Remember Michael Olszewski, the developer who owned Grace and, when it imploded, opened Yügen in the same space? He had, for a time, another restaurant up near Loyola, called Onward, but it seems to have closed around the time of the initial lockdown (nobody paid that much attention to it). Well, now it’s making some news—at least in the legal newspaper Cook County Record. In July the paper ran a story headlined “Onward restaurant owner says Loyola University shut him down over COVID, now seeking to evict him with no recourse”:

According to the complaint, Loyola asserts Onward owes more than $268,000 in back rent, and hasn’t paid its $10,000 per month rent since September 2019….

But Onward’s owner Michael Olszewski has responded in court, saying there is more to this story….

According to his July 14 motion, Olszewski expressed misgivings to Loyola officials over the chances of successfully operating such an upscale restaurant in the East Rogers Park neighborhood.

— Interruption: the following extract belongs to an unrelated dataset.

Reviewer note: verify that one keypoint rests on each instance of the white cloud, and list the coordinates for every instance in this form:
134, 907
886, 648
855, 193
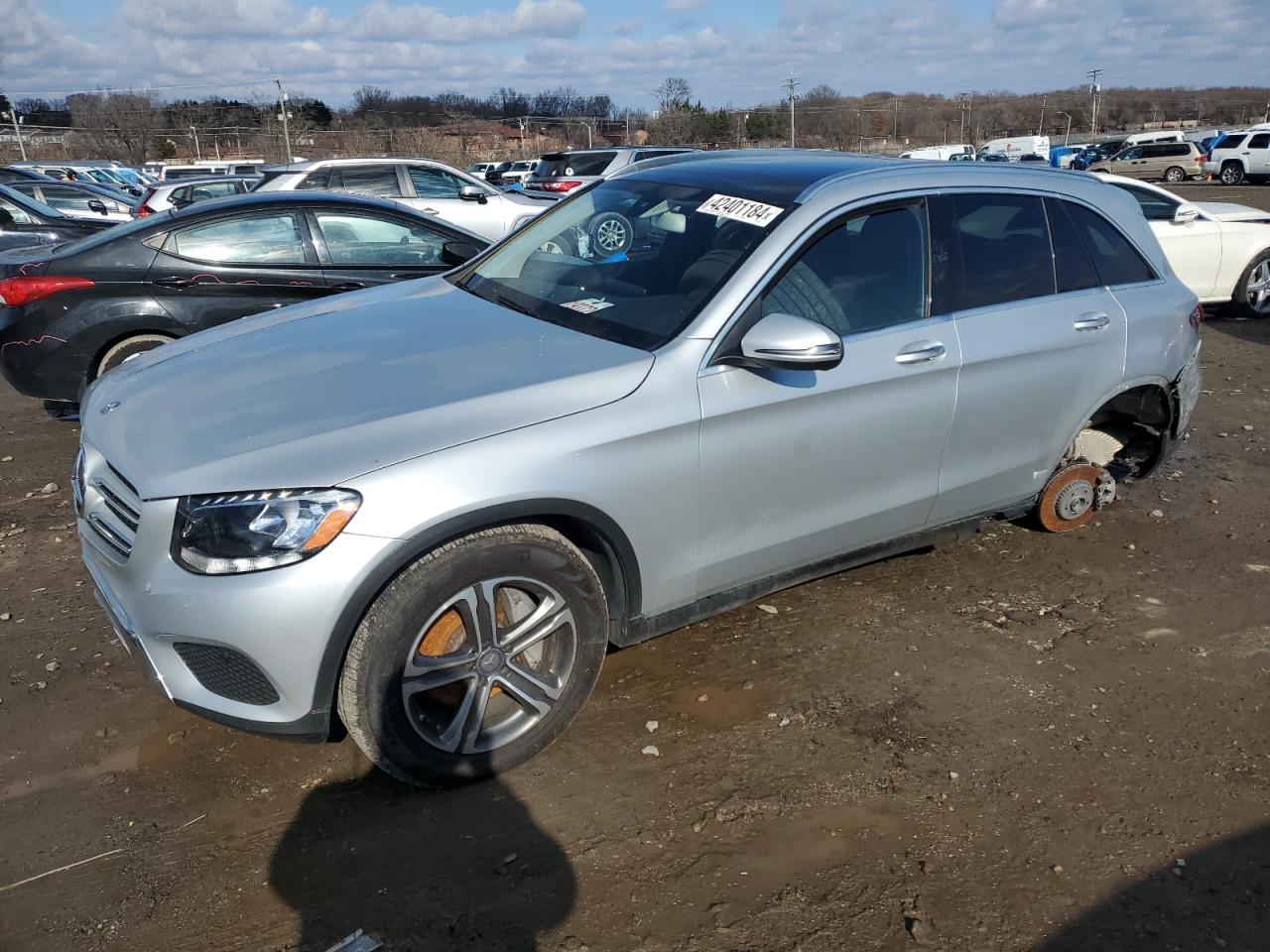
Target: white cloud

He particularly noted other development activities pursued by Loyola in that neighborhood had engendered hostility from some neighbors over concerns about “gentrification.”

However, the motion said Olszewski “answered the call of Loyola, his alma mater” and personally invested $1.5 million into the project, despite his concerns.

What a noble guy! Note, however, that while many restaurateurs faced troubles with rent after COVID hit, Olszewski apparently stopped paying his landlord seven months before other restaurants closed for the virus.

A story followed in October, headlined “Onward restaurant owner countersues Loyola in eviction fight, says university owes him for eviction shutdown”:

The counterclaim details Olszewski’s personal seven-figure investment in the project and levels allegations against Loyola, as landlord, for breaching lease terms and causing construction delays of more than three months. Among the issues were failing to build a wall dividing Onward and Argo Tea, an unsecure site that resulted in the theft of Onward’s plans and materials. Olszewski further accused Loyola for failing to reimburse Onward for the loss of those materials and the loss in value of rent during the lease’s first year.

Then COVID hit and the university forced him to close (by forcing him, apparently, to follow state and city law at that point):

[Olszewski] argued Loyola’s refusal to allow him to reopen and attempt to earn money to pay the demanded rent, should be grounds for a “complete abatement” of rent for Onward.

The defamation complaint targets Wayne Magdziarz, Loyola’s senior vice president, chief financial officer and chief business officer, as well as David Beall, associate vice president of business operations.

This is why Olszewski is a visionary—other restaurateurs just tried to get out of paying rent during lockdown, a position one can certainly be sympathetic with, but only Olszewski would say the landlord owes him for all that time!

This is where it gets juicy. As a legal paper, Cook County Record links directly to the court filings from both sides (good question: why haven’t regular newspapers been doing this for years already?) And emails between Loyola staffers about Olszewski were entered into the public record because they’re part of Olszewski’s counterclaims are that he was libeled in them. So we get to read this private but official correspondence, and… well, it’s more fun to read than you’d expect for business correspondence from a university:

(You can see all this and more by following this link to the complaint, and then scrolling way down to Exhibit A.) And remember, we get to read these because Olszewski found them in discovery and made them part of the record.